Two years of rule by PiS in coalition with LPR and Self-Defense served as material for further provocations, this time during the election campaign for the 2007 snap parliamentary elections. The provocations consisted of reversing the meaning of the most famous cases of the time, i.e. the taking of bribes by Beata Sawicka, a PO MP, the aforementioned already fatal shooting of former SLD MP Barbara Blida or in connection with the so-called the land scandal (land reclamation for bribes). Similarly, Donald Tusk acted in the 2010 presidential campaign and in the 2011 parliamentary campaign, when provocations against those who commemorated the victims of the Smolensk disaster were presented as their attacks.
In 2008-2010, Donald Tusk constantly provoked President Lech Kaczyński.

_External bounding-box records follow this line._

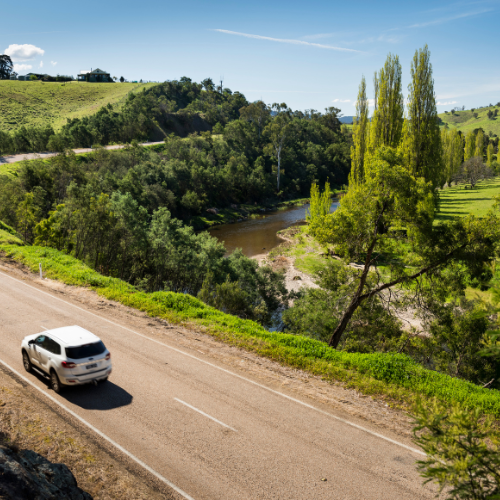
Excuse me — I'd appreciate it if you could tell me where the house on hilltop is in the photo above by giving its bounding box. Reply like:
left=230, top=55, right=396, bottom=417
left=78, top=68, right=113, bottom=83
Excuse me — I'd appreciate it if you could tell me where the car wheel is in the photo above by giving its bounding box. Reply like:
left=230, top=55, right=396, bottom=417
left=23, top=351, right=33, bottom=373
left=50, top=370, right=62, bottom=394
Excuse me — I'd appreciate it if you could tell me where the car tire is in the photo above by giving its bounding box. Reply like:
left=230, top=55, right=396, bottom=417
left=50, top=370, right=62, bottom=394
left=23, top=351, right=33, bottom=373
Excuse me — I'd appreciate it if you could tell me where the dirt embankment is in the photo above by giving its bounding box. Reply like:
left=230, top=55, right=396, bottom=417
left=0, top=256, right=418, bottom=442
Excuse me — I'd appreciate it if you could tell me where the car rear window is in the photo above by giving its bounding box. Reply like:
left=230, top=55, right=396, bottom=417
left=66, top=341, right=106, bottom=359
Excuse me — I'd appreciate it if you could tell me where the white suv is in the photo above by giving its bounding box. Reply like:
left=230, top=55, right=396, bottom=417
left=21, top=326, right=111, bottom=393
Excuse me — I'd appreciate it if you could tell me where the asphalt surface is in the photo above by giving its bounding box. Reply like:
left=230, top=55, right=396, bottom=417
left=0, top=141, right=163, bottom=165
left=0, top=271, right=434, bottom=500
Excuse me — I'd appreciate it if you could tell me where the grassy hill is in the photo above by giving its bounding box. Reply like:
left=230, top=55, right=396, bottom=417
left=439, top=106, right=500, bottom=137
left=0, top=80, right=156, bottom=131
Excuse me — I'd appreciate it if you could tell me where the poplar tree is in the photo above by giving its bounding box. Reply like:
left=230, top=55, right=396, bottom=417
left=464, top=131, right=476, bottom=161
left=486, top=142, right=494, bottom=167
left=474, top=129, right=484, bottom=160
left=402, top=45, right=443, bottom=187
left=441, top=129, right=464, bottom=187
left=349, top=76, right=369, bottom=184
left=370, top=53, right=404, bottom=152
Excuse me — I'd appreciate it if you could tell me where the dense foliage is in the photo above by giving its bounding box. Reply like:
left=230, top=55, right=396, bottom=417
left=0, top=84, right=349, bottom=324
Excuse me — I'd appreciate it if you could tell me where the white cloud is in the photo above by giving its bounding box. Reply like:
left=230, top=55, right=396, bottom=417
left=213, top=29, right=360, bottom=52
left=14, top=64, right=33, bottom=73
left=4, top=43, right=45, bottom=62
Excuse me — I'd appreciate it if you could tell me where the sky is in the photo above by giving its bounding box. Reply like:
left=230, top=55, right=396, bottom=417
left=0, top=0, right=500, bottom=116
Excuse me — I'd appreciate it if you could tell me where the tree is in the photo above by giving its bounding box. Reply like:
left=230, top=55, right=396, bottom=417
left=453, top=156, right=493, bottom=188
left=201, top=78, right=215, bottom=92
left=402, top=45, right=442, bottom=187
left=464, top=130, right=476, bottom=161
left=413, top=402, right=500, bottom=500
left=240, top=101, right=271, bottom=139
left=370, top=53, right=404, bottom=152
left=266, top=102, right=291, bottom=193
left=349, top=76, right=370, bottom=183
left=486, top=142, right=495, bottom=168
left=441, top=128, right=464, bottom=186
left=312, top=147, right=498, bottom=348
left=474, top=128, right=484, bottom=159
left=0, top=54, right=14, bottom=80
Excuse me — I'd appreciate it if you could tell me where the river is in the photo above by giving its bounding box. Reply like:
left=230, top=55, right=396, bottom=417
left=209, top=200, right=339, bottom=257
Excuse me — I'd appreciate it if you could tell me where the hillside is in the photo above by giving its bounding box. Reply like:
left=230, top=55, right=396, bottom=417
left=0, top=80, right=157, bottom=131
left=439, top=106, right=500, bottom=137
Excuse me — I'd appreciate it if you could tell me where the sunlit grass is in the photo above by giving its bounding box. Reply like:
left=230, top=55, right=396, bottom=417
left=436, top=177, right=500, bottom=221
left=0, top=80, right=157, bottom=131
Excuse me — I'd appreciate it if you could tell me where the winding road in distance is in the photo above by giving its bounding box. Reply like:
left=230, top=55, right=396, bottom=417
left=0, top=270, right=434, bottom=500
left=0, top=141, right=163, bottom=165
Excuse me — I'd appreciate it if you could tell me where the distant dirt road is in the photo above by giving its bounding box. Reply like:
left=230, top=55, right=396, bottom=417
left=0, top=265, right=435, bottom=500
left=0, top=141, right=163, bottom=165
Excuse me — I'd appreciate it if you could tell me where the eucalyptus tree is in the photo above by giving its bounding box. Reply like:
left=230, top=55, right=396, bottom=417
left=265, top=102, right=292, bottom=192
left=240, top=101, right=271, bottom=140
left=0, top=54, right=14, bottom=80
left=311, top=146, right=499, bottom=348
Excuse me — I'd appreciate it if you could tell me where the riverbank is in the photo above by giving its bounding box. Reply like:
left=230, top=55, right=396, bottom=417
left=189, top=198, right=309, bottom=229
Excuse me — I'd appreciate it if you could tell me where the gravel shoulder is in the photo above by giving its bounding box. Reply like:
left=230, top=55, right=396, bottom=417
left=0, top=258, right=418, bottom=438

In October 2008, there was a peak of provocations against the president in connection with disputes over the representation of Poland outside. “I don’t need Mr. President, that’s the problem,” Tusk said at Brussels airport. And the head of the Prime Minister’s Office, Tomasz Arabski, added: “The government has not given the president a government plane to Brussels, because it is a private trip for the head of state. And the law firm is not lending the plane for private travel. The provocations related to the refusal to give the head of state a government plane affected what happened before Lech Kaczyński’s trip to Katyn in April 2010.
In early March 2010, the head of the Prime Minister’s Office, Tomasz Arabski, stated that Donald Tusk would not attend the main Katyn celebrations as planned, but would join the celebrations three days earlier with Vladimir Putin. The Russians then stated that they would treat the presidential visit on April 10, 2010 as private, and thus with a much lower level of security. The provocation, mainly by Donald Tusk, consisted of playing the prime minister of a foreign country against the president of his own country. Needless to say how it all turned out.
In domestic politics, Donald Tusk used provocations until he moved to Brussels (officially on December 1, 2014), and after becoming President of the European Council, he continued to provoke during his visits to Poland, culminating in his speech in Wrocław on 17 December 2016 during so-called the opposition parliamentary coup when he outlined “what December means in our history”. Tusk provoked during subsequent stays in Poland, for example in connection with hearings in the prosecutor’s office and in court, provoked on Twitter and appeared before Polish journalists. He provoked to arouse negative emotions.
Donald Tusk seems to be the most harmful and dangerous politician in the history of the Third Polish Republic. And along the way, he was also the biggest scourge in the EU, helping Berlin actually destroy the EU and turn treaties into bits of paper. If you add necropolitics and turn public speeches into séances of hatred, the image of a possessed instigator emerges. It’s just that it’s all done coolly and cynically. This is Tusk’s method: cold computation is to produce the hottest results possible. What about Poland? It’s not Tusk’s problem.